Con destreza impecable y con minuciosa utillería lógica, Spinoza se puso en su día a la misma tarea. La Etica demostrada según el orden geométrico se publicó en 1677 tras su muerte. En ella ofrece un nuevo marco para deberes y conductas alejado de la tutela de un dios veleidoso, un marco dignificado por la razón y abierto al común de los hombres. Entre las muchas máximas y dictados se incluye una proposición que me parece significativa porque marca con agudeza el punto de ruptura con la tradición escolástica y en la que se percibe de forma clara el acento de la modernidad. Se encuentra en su cuarta parte, a la que titula De la servidumbre humana, o de la fuerza de los afectos. Allí la Proposición LXVII reza:
«Un hombre libre en nada piensa menos que en la muerte, y su sabiduría no es una meditación de la muerte, sino de la vida».
Merecería la pena detenerse en la breve argumentación, que deja ver el tono riguroso y exigente escogido para su análisis. Siguiendo las pautas propias del discurso deductivo, la demostración remite a proposiciones anteriores (LXIII y XXIV) y a través de éstas a los postulados y definiciones iniciales en los que se describe con precisión conceptos básicos tales como afecto o pasión. Algunos encuentran este empeño racionalista impostado y cómico, mientras que debe ser entendido como testimonio de una deuda explícita con la razón clásica, a través de su expresión más conspicua, la geometría euclídea.

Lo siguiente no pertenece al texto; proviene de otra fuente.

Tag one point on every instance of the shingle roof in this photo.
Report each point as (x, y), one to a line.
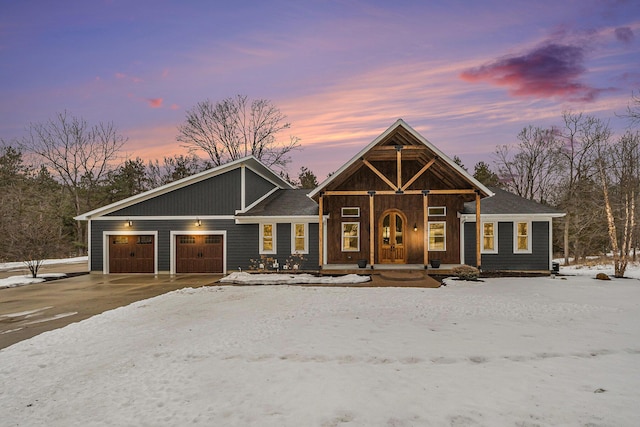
(504, 203)
(285, 202)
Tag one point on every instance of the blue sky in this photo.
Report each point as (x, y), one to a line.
(468, 75)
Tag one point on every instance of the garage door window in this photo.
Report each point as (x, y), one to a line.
(187, 240)
(145, 240)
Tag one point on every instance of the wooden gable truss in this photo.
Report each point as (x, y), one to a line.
(403, 164)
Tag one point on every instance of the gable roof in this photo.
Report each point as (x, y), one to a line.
(506, 203)
(401, 129)
(284, 203)
(250, 161)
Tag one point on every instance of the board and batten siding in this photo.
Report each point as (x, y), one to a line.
(506, 259)
(218, 195)
(242, 240)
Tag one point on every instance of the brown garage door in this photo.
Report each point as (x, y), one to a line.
(131, 254)
(199, 254)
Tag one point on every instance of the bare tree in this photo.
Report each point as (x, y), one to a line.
(532, 171)
(234, 128)
(618, 172)
(77, 154)
(577, 190)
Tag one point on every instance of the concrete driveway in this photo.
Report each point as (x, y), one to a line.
(27, 311)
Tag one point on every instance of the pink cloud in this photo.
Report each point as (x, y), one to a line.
(550, 70)
(624, 34)
(155, 102)
(130, 78)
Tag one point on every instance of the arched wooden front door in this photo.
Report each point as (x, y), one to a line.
(391, 240)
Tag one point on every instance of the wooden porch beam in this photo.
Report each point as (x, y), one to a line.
(420, 172)
(391, 192)
(404, 147)
(478, 233)
(399, 166)
(380, 174)
(425, 231)
(320, 233)
(372, 234)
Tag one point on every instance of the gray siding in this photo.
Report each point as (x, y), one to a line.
(241, 242)
(506, 259)
(256, 186)
(219, 195)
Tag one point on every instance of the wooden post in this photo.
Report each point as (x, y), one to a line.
(425, 231)
(399, 165)
(320, 233)
(372, 228)
(478, 232)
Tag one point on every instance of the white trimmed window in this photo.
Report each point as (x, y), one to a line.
(299, 240)
(437, 236)
(437, 211)
(267, 238)
(350, 236)
(522, 237)
(490, 237)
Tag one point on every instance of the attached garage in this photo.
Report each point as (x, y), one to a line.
(131, 253)
(199, 253)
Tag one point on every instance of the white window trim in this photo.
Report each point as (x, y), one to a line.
(273, 237)
(495, 238)
(342, 237)
(306, 238)
(437, 207)
(429, 236)
(515, 238)
(347, 215)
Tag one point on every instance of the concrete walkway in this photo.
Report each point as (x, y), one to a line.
(27, 311)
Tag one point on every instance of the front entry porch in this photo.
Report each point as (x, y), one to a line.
(443, 270)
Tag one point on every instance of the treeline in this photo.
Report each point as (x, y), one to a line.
(583, 168)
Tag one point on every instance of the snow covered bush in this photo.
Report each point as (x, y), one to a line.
(466, 272)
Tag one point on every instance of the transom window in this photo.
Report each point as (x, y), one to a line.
(351, 212)
(437, 211)
(120, 240)
(438, 236)
(267, 238)
(350, 236)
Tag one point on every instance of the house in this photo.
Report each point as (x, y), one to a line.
(400, 200)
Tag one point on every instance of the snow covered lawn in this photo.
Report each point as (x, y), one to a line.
(503, 352)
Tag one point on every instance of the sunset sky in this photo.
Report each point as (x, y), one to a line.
(467, 75)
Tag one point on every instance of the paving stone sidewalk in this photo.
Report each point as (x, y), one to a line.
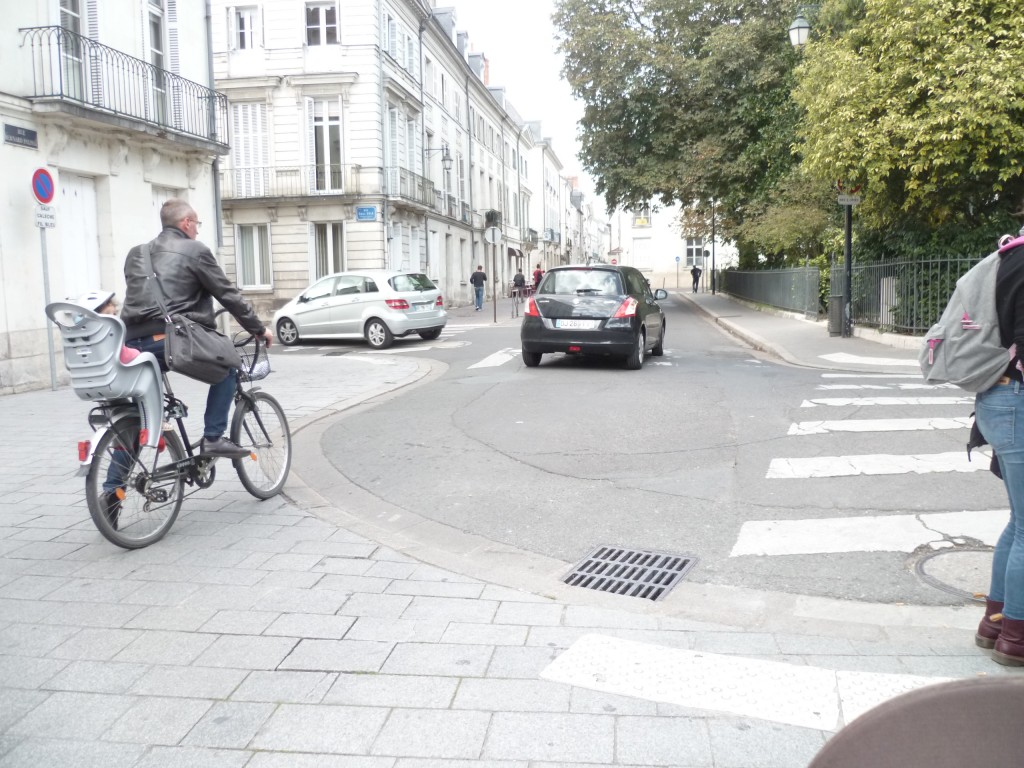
(258, 635)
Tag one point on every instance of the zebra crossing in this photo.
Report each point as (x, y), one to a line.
(856, 395)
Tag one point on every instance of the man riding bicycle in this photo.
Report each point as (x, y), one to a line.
(189, 279)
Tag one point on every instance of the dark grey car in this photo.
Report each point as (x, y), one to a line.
(594, 309)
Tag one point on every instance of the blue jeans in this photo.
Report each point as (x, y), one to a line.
(218, 401)
(999, 413)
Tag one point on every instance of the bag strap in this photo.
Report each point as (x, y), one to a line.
(152, 275)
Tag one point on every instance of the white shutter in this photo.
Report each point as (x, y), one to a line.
(232, 28)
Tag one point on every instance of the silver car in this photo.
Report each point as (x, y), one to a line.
(375, 304)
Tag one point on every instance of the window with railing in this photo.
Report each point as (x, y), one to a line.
(322, 24)
(253, 253)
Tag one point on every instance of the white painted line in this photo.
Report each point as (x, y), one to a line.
(802, 695)
(870, 376)
(869, 534)
(877, 464)
(847, 357)
(839, 401)
(498, 358)
(878, 425)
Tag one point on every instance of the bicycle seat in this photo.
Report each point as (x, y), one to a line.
(92, 354)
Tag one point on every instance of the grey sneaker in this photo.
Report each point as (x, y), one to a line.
(222, 448)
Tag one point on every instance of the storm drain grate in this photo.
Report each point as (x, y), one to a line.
(632, 572)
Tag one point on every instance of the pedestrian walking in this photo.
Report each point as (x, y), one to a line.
(999, 411)
(477, 280)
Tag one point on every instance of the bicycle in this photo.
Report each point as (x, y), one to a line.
(146, 472)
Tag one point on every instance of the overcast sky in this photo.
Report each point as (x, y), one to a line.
(518, 40)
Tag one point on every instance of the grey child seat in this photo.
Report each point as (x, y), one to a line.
(92, 353)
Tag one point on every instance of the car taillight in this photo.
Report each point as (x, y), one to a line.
(627, 309)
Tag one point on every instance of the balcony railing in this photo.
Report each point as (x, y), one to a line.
(404, 183)
(290, 181)
(70, 68)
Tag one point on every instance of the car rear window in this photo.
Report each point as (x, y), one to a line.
(412, 282)
(583, 282)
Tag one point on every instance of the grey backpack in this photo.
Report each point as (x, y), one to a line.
(964, 347)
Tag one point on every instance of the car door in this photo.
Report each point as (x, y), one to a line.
(312, 311)
(350, 296)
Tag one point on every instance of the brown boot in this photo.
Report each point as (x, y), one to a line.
(990, 625)
(1010, 645)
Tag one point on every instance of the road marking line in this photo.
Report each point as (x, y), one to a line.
(877, 464)
(797, 694)
(870, 534)
(847, 357)
(839, 401)
(498, 358)
(878, 425)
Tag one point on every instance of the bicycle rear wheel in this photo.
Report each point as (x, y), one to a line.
(259, 424)
(131, 505)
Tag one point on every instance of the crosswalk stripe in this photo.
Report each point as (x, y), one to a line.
(875, 534)
(839, 401)
(878, 425)
(498, 358)
(877, 464)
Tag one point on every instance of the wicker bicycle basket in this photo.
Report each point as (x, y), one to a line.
(255, 361)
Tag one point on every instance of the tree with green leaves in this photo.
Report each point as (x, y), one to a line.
(922, 102)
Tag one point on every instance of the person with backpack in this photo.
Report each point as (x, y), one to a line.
(999, 411)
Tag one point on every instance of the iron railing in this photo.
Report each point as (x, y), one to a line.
(404, 183)
(796, 289)
(904, 297)
(68, 67)
(290, 181)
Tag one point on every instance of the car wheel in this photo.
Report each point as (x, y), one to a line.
(635, 359)
(288, 334)
(658, 349)
(532, 359)
(378, 335)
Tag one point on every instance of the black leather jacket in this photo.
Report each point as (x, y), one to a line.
(189, 279)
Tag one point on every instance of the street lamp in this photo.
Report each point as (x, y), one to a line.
(445, 156)
(800, 30)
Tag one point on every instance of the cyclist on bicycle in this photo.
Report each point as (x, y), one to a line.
(190, 279)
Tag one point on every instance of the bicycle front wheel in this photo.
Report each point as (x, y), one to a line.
(259, 425)
(134, 505)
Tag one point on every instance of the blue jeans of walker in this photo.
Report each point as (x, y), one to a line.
(999, 412)
(218, 401)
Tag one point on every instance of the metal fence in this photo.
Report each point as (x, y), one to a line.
(903, 297)
(796, 290)
(71, 68)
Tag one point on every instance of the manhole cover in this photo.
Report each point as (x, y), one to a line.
(631, 571)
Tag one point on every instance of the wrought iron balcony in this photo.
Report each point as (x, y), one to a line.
(109, 84)
(413, 186)
(291, 181)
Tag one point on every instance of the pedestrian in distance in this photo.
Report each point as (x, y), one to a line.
(477, 280)
(189, 279)
(999, 417)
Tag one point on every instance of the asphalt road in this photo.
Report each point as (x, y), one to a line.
(579, 454)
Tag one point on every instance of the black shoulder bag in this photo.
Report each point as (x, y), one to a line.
(190, 348)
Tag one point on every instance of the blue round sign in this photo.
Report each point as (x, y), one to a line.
(42, 186)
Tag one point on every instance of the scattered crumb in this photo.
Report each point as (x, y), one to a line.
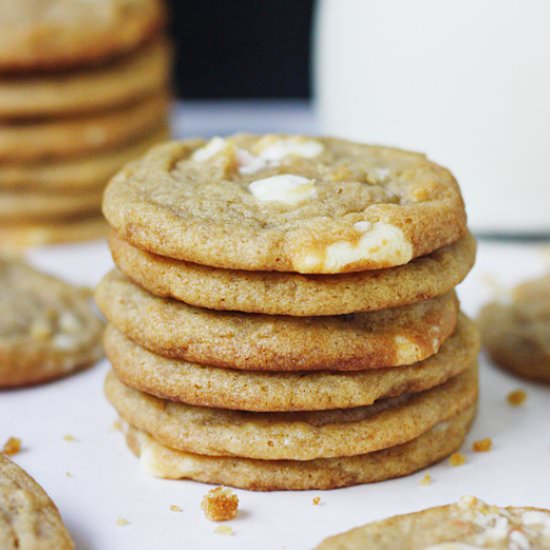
(226, 530)
(426, 480)
(517, 398)
(483, 445)
(220, 504)
(457, 459)
(12, 446)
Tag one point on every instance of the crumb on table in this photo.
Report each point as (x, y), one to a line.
(483, 445)
(12, 446)
(517, 398)
(220, 504)
(457, 459)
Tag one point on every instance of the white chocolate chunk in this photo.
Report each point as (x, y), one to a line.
(291, 146)
(213, 147)
(285, 188)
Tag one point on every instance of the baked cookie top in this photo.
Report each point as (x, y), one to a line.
(47, 327)
(286, 203)
(28, 517)
(516, 332)
(467, 525)
(46, 34)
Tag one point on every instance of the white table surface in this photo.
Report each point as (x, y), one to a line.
(106, 481)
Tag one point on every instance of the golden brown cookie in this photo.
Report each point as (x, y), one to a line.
(66, 137)
(273, 391)
(79, 173)
(293, 435)
(468, 524)
(48, 328)
(516, 334)
(286, 203)
(53, 34)
(33, 206)
(386, 338)
(14, 237)
(299, 475)
(275, 293)
(29, 520)
(126, 79)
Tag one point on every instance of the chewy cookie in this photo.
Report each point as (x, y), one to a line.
(300, 475)
(275, 293)
(466, 525)
(47, 327)
(517, 334)
(276, 391)
(46, 34)
(286, 203)
(29, 519)
(391, 337)
(293, 435)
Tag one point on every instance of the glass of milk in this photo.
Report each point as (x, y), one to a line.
(466, 81)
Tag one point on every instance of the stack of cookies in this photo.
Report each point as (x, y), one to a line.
(83, 90)
(283, 315)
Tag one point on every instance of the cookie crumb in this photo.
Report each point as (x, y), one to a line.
(457, 459)
(482, 445)
(225, 530)
(220, 504)
(12, 446)
(516, 398)
(426, 480)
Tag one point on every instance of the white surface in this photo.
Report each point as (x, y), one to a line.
(107, 483)
(463, 80)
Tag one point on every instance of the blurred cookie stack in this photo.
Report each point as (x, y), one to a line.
(83, 90)
(283, 315)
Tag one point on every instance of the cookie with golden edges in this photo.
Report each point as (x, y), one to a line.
(286, 203)
(393, 337)
(293, 475)
(48, 328)
(516, 334)
(468, 524)
(292, 435)
(56, 34)
(274, 391)
(67, 137)
(275, 293)
(28, 517)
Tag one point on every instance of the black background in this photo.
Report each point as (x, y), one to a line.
(241, 48)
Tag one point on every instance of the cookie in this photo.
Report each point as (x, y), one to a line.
(76, 174)
(14, 237)
(259, 391)
(468, 524)
(393, 337)
(292, 435)
(31, 206)
(286, 203)
(275, 293)
(323, 473)
(29, 520)
(517, 334)
(48, 328)
(137, 75)
(65, 137)
(55, 34)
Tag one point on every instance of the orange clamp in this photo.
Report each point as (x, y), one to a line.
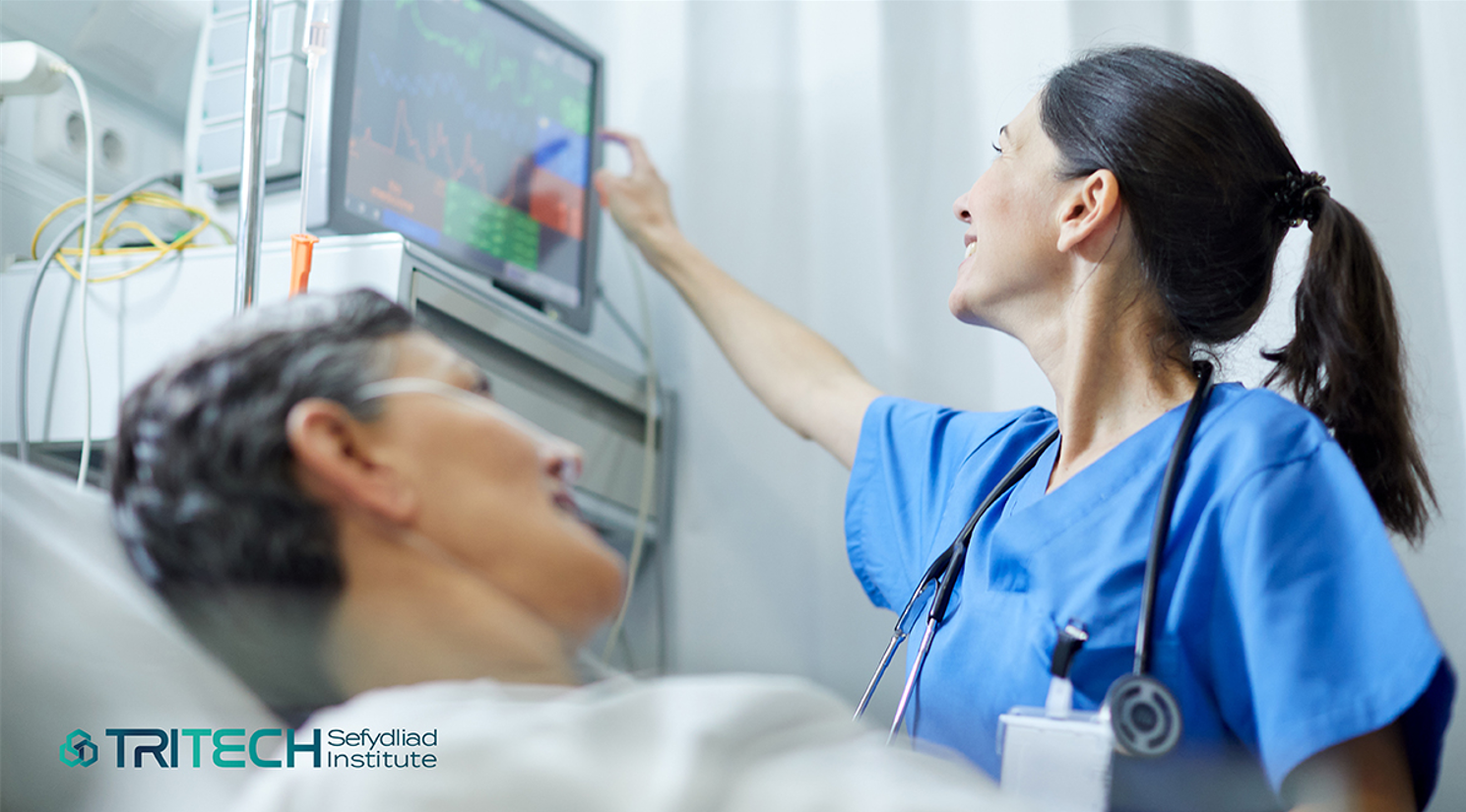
(302, 249)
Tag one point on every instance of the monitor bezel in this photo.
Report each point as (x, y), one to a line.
(344, 221)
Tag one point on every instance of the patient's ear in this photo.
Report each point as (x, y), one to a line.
(335, 462)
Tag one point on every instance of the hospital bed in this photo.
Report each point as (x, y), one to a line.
(86, 645)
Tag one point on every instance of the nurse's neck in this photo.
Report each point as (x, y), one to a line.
(1104, 356)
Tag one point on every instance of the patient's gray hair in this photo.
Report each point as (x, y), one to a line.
(204, 493)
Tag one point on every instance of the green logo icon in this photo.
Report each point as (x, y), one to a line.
(78, 751)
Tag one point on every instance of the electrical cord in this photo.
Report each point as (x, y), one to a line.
(51, 252)
(648, 459)
(111, 229)
(86, 278)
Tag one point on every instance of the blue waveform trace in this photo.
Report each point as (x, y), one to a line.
(507, 125)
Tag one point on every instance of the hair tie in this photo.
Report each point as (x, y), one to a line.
(1301, 198)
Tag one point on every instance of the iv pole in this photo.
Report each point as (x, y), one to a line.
(251, 180)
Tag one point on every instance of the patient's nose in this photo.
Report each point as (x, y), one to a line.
(562, 459)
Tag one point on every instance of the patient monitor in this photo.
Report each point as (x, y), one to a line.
(450, 166)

Ya fuera por su estilo o por el esfuerzo dedicado a abarcar en un sistema integrador las claves filosóficas del pensamiento moderno, la obra encontró en Einstein a un encendido admirador. Ya en 1920 le dedicó un poema; posteriormente su artículo Religión y ciencia, hacia 1930, situaba a Spinoza como uno de los mediadores en el tránsito de una religión del miedo a una religión moral; pero fue un poco después cuando se afirmó en su singular credo: «Creo en el Dios de Spinoza, que nos revela una armonía de todos los seres, y no en un Dios que se ocupe del destino y de las acciones de los hombres».